Subject Area: Regulation of dynamic transcriptome changes
Applications are invited for a post-doctoral position funded by the BBSRC until 31 March 2020. We are looking for an enthusiastic and motivated post-doctoral scientist to investigate how changes in the transcriptome of Arabidopsis are regulated in response to low temperature.
Gene expression is regulated at the levels of transcription and alternative splicing (AS). The extent to which AS impacts plant development and responses to external cues is poorly characterised. We focus on the response of plants to low temperature and the role of the circadian clock in modulating expression. We use state-of-the-art methods to analyse gene expression at the transcript and AS levels. The aims of this project are to dissect the rapid and dynamic changes in AS immediately following application of low temperature; to investigate the role of the clock in changes in rhythmic expression; to address mechanisms which control these changes; and to construct and test splicing networks. The project will use of RNA-sequencing and proteomics of time-course experiments of plants grown under different temperature and circadian conditions; subsequent investigations to characterise key regulatory genes will use molecular and biochemical techniques.

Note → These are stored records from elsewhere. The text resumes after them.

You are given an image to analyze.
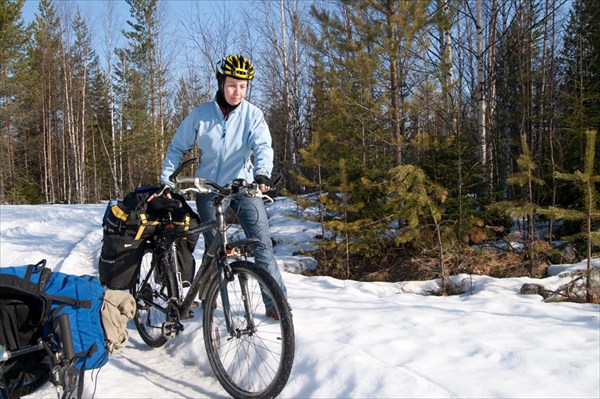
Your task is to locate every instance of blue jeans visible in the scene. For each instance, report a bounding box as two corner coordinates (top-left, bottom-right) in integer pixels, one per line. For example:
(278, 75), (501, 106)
(196, 194), (287, 307)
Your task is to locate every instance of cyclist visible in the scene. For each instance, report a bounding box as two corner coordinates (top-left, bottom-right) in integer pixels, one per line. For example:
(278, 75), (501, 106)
(161, 55), (287, 318)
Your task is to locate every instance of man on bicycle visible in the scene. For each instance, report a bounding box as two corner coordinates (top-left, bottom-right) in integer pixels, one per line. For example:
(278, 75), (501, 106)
(161, 55), (287, 318)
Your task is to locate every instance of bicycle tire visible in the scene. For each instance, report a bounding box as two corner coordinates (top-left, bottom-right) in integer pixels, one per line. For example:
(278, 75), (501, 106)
(130, 250), (168, 348)
(202, 261), (295, 398)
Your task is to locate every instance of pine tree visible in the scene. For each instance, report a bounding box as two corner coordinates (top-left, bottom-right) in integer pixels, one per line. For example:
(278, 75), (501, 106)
(545, 130), (600, 302)
(0, 0), (26, 203)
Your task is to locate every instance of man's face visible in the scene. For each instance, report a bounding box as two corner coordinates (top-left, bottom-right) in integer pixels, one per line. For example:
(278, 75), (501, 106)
(223, 76), (248, 106)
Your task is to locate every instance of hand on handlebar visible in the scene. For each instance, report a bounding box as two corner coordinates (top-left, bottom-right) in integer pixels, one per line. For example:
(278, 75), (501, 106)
(254, 175), (273, 193)
(146, 184), (172, 202)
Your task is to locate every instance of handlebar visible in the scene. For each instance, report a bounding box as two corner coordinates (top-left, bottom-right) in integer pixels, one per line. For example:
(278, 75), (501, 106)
(169, 158), (280, 202)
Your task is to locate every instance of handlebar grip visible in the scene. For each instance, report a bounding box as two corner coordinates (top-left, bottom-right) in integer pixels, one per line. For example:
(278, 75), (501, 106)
(175, 176), (196, 184)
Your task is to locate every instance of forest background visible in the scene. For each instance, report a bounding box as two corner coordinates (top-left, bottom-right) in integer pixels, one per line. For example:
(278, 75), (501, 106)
(0, 0), (600, 290)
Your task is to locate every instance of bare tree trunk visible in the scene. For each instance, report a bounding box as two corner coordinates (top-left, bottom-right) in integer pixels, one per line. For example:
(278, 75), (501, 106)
(476, 0), (488, 167)
(484, 0), (498, 194)
(100, 1), (123, 198)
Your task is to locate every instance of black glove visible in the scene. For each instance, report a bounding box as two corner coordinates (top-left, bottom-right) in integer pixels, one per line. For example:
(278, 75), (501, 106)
(254, 175), (273, 187)
(156, 184), (171, 197)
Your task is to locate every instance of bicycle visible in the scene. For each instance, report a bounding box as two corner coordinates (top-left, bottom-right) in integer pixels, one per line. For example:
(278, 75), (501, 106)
(131, 159), (295, 398)
(0, 314), (83, 399)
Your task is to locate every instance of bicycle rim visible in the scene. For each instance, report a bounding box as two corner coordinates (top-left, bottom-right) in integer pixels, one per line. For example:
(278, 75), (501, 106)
(131, 251), (168, 348)
(203, 261), (295, 398)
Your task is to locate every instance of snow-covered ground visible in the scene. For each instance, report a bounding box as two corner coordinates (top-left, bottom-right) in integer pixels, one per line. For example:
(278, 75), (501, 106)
(0, 198), (600, 398)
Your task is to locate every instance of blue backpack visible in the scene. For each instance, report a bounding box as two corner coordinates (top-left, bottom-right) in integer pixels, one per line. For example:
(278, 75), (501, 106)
(0, 260), (108, 396)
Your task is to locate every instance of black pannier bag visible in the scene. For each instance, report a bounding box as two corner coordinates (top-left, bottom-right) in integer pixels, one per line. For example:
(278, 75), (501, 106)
(98, 187), (199, 290)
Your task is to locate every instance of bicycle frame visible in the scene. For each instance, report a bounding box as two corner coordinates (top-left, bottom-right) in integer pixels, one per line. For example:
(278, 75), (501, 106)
(144, 190), (259, 334)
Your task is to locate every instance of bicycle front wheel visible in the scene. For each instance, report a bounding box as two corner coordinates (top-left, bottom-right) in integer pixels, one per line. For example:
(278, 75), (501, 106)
(131, 250), (168, 348)
(203, 261), (295, 398)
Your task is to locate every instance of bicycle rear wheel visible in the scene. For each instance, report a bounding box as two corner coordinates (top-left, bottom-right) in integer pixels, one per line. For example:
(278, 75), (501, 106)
(203, 261), (295, 398)
(131, 250), (168, 348)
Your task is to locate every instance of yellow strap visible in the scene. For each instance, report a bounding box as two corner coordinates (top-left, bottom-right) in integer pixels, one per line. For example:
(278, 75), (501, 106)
(110, 204), (127, 221)
(135, 213), (158, 240)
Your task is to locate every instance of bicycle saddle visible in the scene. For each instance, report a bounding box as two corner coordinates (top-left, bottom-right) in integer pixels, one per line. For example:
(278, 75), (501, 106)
(150, 197), (183, 211)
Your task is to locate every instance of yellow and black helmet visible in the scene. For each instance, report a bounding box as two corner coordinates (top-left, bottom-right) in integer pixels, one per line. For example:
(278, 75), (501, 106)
(217, 54), (254, 80)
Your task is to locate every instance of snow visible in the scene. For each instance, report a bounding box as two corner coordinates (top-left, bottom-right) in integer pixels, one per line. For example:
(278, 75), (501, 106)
(0, 198), (600, 398)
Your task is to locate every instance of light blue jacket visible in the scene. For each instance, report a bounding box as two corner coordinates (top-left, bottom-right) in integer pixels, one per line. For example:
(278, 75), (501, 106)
(160, 99), (273, 186)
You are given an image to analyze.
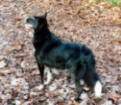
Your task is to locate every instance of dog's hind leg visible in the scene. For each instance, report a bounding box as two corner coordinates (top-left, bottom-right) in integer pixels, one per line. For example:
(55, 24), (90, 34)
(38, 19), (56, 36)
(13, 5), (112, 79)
(84, 68), (102, 97)
(70, 63), (86, 101)
(37, 62), (44, 84)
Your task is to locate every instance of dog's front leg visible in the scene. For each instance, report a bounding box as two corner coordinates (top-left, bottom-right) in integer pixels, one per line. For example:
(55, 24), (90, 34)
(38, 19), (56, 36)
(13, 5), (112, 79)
(37, 62), (44, 84)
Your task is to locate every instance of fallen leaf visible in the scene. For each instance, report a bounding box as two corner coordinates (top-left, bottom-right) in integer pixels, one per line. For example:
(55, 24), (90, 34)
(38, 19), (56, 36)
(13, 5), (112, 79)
(108, 93), (121, 101)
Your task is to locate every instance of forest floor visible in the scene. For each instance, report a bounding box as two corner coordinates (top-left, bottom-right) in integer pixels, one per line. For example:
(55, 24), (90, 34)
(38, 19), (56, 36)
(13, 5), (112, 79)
(0, 0), (121, 105)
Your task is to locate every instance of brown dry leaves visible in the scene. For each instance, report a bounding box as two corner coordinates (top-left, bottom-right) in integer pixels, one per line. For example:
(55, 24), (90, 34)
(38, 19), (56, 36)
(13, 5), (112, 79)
(0, 0), (121, 105)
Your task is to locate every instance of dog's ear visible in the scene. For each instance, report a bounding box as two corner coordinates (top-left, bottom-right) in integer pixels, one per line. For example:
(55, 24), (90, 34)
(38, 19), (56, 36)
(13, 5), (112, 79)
(26, 18), (38, 28)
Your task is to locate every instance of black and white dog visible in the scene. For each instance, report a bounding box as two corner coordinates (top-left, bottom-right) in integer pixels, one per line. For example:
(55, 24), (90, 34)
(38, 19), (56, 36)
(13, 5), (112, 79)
(26, 14), (102, 100)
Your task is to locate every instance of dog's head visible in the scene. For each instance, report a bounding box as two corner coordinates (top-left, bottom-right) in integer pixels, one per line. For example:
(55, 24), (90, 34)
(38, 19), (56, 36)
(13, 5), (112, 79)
(26, 13), (48, 30)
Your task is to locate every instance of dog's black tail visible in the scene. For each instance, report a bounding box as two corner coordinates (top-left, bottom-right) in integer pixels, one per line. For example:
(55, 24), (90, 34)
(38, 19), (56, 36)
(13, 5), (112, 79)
(84, 54), (102, 97)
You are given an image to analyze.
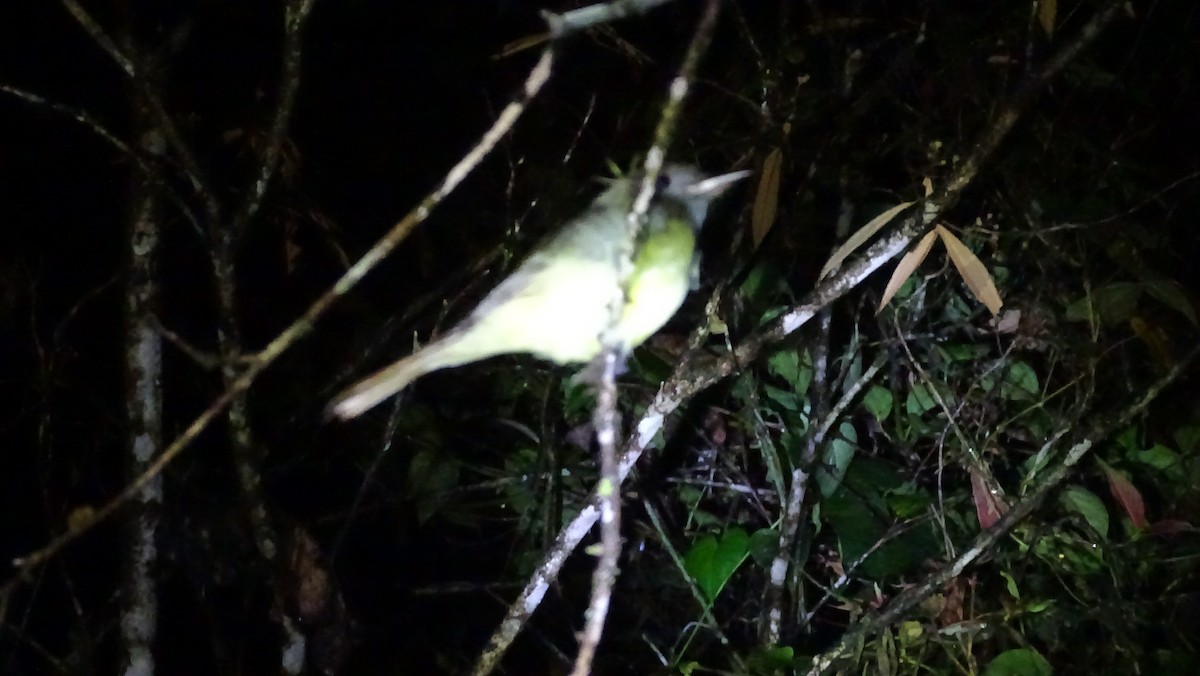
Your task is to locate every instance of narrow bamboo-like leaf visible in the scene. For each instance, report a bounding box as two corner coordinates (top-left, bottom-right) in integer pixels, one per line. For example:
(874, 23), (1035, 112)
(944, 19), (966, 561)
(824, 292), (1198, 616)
(875, 225), (937, 315)
(935, 226), (1004, 316)
(817, 202), (913, 279)
(1100, 460), (1148, 528)
(750, 148), (784, 249)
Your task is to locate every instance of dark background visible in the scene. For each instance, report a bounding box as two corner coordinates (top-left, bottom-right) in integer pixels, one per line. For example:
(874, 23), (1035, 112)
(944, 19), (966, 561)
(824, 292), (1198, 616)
(0, 0), (1200, 674)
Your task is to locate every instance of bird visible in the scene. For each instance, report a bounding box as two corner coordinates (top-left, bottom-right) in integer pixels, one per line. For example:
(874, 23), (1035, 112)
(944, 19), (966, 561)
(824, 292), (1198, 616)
(326, 164), (750, 420)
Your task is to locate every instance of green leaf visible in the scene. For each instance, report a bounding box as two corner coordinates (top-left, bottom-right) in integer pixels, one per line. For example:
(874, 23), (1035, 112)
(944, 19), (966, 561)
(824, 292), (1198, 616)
(1000, 570), (1021, 600)
(1000, 361), (1040, 401)
(746, 646), (796, 674)
(814, 423), (858, 495)
(1067, 282), (1142, 325)
(1062, 486), (1109, 539)
(750, 528), (779, 570)
(683, 527), (750, 603)
(762, 384), (800, 411)
(408, 450), (458, 524)
(984, 648), (1054, 676)
(1129, 443), (1180, 471)
(863, 385), (895, 423)
(767, 349), (800, 383)
(767, 349), (812, 399)
(1172, 425), (1200, 455)
(904, 383), (937, 415)
(1145, 280), (1200, 327)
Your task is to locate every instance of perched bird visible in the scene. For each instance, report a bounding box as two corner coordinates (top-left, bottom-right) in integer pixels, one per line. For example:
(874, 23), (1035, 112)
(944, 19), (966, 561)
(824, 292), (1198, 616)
(328, 164), (749, 419)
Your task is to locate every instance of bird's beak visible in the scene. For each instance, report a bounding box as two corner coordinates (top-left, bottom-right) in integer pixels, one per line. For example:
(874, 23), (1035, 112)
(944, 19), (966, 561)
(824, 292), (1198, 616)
(686, 169), (754, 198)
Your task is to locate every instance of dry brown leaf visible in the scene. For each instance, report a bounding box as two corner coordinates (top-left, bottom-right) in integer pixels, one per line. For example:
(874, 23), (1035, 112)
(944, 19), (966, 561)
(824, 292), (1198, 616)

Essential: A PhD demonstrating a solid background in molecular biology; ability to work in a team, but able to plan and work independently; excellent communication skills and knowledge of the English language.
Desirable: Strong interests or expertise in RNA biology, gene expression and alternative splicing, circadian clock; experience in bioinformatics, statistics, working with plants
The position is in the laboratory of Professor John Brown at the University of Dundee School of Life Sciences; Division of Plant Sciences - http://www.lifesci.dundee.ac.uk/ps) based at the James Hutton Institute - the largest plant breeding and research institute in Scotland with particular expertise in translational plant science. The project is a collaboration with Professor Hugh Nimmo (University of Glasgow) and Professor Katherine Denby (University of York).. The post-holder will interact closely with the team of scientists involved in the project including a molecular biologist in Glasgow, a computational biologist/bioinformatician at the James Hutton Institute and computational biology PhD students. The ability to work well in a team is an important requirement of this post.
Appointment as a Postdoctoral Research Assistant on the Grade 7 salary scale is dependent upon you having been awarded a PhD. An appointment may be considered if you are shortly expected to be awarded a PhD. The initial appointment will be made as a Research Assistant on the Training Grade 7 salary scale (Spinal Point 28, £30,175).